The Unexpected Pressure of Making Fertility Decisions After Diagnosis

Being a control freak all my life, when my husband and I decided to try to get pregnant, I wanted to do everything perfectly “by the book.” I had already stopped my hormonal birth control a few years prior. I went to my family doctor to get my pre-conception bloodwork screening and vaccination titres to ensure I was healthy. In November when I turned 35, I go the “clear” from the doctor. Soon after, during a self-breast examination in December, I found a lump. I put all plans to conceive on hold while I was investigating it.

Within a few months, in March 2020, I heard the dreaded words: “You have triple negative breast cancer.” As I cried in the examination room, by myself due to COVID-19 protocols in place, the doctor discussed surgery that would take place within a week and systemic therapy I’d have to go through.

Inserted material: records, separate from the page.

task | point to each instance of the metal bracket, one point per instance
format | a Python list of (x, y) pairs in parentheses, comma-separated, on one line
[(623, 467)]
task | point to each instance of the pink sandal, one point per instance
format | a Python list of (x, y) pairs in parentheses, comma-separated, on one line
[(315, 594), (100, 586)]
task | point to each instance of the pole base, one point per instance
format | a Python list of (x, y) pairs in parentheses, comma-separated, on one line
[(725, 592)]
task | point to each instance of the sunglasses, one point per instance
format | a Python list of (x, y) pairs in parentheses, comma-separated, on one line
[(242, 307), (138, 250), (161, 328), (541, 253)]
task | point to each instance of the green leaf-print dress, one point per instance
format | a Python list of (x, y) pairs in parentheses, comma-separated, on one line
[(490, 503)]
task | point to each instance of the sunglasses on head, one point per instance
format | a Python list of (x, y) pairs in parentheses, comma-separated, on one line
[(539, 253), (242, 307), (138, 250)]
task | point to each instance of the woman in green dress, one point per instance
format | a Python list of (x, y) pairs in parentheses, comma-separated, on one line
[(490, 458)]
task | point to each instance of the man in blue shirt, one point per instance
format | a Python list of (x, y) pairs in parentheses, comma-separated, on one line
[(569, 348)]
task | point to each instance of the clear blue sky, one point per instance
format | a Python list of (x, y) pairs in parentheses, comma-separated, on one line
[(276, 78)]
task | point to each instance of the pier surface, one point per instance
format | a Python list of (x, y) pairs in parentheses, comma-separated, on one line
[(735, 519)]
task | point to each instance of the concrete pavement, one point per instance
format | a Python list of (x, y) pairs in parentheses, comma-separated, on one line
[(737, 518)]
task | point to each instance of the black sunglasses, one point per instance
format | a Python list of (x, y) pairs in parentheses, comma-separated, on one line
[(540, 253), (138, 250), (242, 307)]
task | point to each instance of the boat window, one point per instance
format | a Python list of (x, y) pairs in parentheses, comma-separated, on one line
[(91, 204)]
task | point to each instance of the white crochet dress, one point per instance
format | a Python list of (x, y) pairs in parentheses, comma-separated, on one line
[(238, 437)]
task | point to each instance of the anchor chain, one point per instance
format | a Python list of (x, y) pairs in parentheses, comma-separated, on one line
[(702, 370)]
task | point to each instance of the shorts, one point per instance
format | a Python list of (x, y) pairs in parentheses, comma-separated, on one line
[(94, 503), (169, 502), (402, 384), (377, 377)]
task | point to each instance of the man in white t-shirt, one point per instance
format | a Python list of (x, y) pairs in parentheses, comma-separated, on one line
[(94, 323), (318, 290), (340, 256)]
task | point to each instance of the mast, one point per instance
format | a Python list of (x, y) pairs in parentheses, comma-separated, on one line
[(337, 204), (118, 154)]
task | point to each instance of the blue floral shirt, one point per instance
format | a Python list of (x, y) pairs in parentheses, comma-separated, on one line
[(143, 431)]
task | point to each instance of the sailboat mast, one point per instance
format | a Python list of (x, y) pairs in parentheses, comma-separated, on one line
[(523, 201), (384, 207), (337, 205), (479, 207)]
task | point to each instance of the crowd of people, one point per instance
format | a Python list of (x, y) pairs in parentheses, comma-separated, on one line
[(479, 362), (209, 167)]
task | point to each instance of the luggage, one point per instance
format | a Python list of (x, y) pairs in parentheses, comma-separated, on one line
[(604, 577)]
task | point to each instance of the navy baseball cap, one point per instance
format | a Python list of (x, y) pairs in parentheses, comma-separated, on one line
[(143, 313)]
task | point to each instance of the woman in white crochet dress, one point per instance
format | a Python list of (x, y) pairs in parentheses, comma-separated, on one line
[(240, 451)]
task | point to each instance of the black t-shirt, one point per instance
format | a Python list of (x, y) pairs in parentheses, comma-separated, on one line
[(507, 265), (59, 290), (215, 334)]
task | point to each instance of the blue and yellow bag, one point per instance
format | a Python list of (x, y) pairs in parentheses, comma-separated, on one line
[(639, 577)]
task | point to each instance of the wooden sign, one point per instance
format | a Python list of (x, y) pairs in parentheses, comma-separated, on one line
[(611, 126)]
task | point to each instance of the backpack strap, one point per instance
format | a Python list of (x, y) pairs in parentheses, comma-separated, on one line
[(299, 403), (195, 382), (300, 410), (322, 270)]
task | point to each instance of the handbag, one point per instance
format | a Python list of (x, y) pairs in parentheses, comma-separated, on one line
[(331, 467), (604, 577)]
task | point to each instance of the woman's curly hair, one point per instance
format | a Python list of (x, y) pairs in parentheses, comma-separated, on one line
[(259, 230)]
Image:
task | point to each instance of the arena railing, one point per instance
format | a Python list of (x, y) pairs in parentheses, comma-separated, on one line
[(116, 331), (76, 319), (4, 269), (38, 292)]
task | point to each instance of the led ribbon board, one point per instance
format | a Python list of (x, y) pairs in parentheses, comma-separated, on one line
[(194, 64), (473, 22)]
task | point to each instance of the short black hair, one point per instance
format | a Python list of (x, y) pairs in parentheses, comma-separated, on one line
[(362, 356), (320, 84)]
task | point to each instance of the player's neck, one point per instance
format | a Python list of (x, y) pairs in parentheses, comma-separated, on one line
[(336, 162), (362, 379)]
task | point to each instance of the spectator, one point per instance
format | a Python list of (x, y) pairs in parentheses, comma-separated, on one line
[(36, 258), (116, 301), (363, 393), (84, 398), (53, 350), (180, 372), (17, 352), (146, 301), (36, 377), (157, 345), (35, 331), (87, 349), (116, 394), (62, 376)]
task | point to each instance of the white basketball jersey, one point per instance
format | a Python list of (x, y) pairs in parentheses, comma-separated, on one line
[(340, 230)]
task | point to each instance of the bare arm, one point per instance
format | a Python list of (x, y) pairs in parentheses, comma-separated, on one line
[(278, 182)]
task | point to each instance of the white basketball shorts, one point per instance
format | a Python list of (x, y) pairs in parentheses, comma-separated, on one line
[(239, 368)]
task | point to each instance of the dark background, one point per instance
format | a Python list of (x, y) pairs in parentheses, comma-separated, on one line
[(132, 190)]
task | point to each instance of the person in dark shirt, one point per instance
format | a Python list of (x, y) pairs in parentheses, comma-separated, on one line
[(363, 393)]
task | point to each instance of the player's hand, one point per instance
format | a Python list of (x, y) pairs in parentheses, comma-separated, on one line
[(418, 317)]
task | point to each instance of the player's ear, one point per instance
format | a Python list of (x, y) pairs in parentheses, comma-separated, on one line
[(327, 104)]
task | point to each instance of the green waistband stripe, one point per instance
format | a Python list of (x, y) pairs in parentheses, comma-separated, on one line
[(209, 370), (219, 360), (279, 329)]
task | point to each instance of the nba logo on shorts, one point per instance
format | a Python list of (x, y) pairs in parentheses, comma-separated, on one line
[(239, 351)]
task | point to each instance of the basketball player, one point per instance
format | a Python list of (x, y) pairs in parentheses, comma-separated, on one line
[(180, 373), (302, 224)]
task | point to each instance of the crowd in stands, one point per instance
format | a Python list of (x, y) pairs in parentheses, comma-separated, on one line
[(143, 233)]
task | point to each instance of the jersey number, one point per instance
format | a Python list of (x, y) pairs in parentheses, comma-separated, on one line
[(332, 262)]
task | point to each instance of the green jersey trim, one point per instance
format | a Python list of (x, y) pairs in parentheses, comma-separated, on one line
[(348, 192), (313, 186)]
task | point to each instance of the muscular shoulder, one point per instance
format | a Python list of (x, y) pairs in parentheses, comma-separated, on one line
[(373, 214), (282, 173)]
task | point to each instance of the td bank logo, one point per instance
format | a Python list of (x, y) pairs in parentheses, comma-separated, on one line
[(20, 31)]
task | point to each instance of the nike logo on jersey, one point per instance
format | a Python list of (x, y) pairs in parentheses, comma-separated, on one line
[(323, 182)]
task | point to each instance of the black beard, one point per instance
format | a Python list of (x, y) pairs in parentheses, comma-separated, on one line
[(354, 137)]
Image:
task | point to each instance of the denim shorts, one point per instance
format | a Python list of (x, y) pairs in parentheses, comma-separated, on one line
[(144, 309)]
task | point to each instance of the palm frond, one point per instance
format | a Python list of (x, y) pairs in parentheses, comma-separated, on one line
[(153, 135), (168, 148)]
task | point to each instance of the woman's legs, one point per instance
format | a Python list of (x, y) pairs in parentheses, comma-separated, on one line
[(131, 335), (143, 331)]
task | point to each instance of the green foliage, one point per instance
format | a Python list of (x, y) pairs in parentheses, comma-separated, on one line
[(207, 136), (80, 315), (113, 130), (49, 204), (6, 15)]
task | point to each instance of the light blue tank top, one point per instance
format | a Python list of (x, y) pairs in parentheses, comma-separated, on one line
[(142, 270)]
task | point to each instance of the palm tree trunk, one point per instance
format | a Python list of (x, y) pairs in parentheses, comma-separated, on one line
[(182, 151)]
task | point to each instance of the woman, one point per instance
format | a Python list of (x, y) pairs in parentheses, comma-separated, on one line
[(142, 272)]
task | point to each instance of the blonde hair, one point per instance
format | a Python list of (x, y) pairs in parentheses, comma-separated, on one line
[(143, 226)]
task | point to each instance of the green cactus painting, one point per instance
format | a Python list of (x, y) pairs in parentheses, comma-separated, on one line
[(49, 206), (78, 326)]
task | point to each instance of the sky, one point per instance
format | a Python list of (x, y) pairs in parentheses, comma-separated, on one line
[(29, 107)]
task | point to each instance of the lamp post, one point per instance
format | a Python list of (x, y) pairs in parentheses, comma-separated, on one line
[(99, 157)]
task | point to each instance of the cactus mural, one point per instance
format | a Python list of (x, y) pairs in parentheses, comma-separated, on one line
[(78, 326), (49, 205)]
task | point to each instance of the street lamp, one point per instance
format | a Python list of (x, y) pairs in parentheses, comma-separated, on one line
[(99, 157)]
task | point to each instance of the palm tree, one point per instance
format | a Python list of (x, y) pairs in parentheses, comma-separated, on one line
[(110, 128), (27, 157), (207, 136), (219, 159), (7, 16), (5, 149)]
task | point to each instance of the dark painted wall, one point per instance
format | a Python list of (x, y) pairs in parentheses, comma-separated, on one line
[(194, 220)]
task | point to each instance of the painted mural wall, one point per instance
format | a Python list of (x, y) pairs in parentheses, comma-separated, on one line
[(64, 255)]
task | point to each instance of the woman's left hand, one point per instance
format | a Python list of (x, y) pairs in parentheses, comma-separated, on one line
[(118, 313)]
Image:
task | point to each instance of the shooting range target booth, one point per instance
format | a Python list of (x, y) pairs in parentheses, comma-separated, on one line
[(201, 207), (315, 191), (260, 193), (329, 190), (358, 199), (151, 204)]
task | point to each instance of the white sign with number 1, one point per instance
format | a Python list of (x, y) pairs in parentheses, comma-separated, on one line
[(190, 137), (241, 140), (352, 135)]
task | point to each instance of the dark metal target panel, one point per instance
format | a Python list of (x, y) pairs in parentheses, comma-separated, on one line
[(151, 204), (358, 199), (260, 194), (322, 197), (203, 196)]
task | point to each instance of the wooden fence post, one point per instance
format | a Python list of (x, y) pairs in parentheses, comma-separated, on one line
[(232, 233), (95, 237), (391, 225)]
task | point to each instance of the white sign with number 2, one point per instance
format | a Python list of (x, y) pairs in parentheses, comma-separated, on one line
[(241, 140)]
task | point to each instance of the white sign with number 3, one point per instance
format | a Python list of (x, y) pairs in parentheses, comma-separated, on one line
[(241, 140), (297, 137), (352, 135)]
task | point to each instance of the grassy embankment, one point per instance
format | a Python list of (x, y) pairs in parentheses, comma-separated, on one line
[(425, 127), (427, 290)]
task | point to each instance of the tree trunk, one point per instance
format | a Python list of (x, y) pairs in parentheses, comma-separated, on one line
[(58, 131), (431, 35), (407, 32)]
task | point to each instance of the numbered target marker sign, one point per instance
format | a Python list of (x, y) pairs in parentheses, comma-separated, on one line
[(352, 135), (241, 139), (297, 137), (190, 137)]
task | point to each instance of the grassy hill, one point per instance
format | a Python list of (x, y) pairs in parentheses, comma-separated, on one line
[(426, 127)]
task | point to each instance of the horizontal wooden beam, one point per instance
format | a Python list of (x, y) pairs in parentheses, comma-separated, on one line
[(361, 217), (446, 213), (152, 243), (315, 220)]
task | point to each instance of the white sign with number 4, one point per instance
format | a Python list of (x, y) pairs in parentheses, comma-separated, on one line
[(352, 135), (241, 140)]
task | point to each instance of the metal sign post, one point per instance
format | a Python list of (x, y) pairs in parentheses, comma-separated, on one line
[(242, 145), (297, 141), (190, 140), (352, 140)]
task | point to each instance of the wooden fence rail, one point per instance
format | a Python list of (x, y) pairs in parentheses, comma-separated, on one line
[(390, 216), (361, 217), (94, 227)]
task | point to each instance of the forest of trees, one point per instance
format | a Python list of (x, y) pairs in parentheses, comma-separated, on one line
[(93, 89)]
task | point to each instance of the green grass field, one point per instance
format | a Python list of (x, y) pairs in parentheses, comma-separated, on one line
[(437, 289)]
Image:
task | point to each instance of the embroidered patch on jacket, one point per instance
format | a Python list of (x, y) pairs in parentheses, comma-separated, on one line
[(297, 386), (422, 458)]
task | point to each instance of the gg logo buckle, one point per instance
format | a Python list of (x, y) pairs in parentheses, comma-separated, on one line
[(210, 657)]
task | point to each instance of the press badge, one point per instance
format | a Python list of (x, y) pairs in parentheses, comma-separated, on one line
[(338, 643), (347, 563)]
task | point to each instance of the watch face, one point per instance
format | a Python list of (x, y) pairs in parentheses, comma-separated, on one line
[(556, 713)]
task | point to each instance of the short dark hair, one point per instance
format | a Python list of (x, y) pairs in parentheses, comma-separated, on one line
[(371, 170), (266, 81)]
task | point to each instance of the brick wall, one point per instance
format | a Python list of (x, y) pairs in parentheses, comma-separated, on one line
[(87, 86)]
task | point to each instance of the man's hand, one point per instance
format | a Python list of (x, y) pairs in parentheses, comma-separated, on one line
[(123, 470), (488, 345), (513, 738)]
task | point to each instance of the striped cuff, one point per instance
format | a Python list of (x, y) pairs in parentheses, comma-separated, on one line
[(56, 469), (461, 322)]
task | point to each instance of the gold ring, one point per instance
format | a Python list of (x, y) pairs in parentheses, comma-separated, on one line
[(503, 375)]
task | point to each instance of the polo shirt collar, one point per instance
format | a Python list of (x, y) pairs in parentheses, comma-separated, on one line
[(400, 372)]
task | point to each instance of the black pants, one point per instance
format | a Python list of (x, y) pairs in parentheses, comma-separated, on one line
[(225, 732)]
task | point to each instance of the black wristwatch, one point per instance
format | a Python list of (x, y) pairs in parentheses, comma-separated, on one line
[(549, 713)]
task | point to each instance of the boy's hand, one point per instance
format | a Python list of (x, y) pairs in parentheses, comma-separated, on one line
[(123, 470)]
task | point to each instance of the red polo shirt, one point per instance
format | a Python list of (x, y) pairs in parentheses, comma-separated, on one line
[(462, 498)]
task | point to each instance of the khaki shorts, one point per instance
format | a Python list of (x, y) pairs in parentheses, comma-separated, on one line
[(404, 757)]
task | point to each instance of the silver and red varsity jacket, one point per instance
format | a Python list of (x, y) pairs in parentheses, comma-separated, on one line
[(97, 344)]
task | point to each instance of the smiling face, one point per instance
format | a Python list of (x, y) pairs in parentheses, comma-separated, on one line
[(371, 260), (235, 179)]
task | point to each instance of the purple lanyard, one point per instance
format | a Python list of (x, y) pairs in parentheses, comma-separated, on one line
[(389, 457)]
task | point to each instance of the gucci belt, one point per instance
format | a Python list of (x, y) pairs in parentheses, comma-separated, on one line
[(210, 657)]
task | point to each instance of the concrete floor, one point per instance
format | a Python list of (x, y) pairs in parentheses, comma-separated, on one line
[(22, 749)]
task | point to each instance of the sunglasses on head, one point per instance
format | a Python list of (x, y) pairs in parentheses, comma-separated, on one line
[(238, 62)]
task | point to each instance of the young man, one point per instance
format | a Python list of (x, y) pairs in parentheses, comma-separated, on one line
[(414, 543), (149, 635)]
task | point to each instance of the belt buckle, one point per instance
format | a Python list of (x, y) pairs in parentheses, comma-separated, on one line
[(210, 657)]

When she finished her spiel, she asked if I had any questions. “Will I lose my hair?”, which she replied yes to; followed by “Will I be infertile?” – she paused and said “Possibly.” I thought my heart couldn’t break more, but it did. At this point, I was offered referral to a fertility specialist. For anyone going through a similar experience, I’d advise them to always advocate for yourself and ask questions, because the doctor may not know what your priorities are.

I had barely ‘accepted’ the fact that I had cancer, and then I find myself planning for a family when my own future is so uncertain.

The following day, I was being bombarded with information: egg collection, embryos, IVF, hormones… It was extremely overwhelming, and suddenly I was on a short timeline to make a decision that would impact my entire future and relationship. Given that my cancer was triple negative, my oncologist was okay with me pursuing a cycle of IVF before the start of chemo. We opted for embryo freezing. The cancer agency set us up with a social worker who informed us of programs that could help us financially with the cost of IVF as a cancer patient. The actual process of injecting yourself multiple times per day was very difficult – it was an additional roller coaster of emotions on top of the cancer roller coaster: mood swings, boob pain, bloating. I was not emotionally ready for any of this, but I was grateful to have this option. After a week or so of injections, serial blood tests and ultrasound determined my eggs were ready.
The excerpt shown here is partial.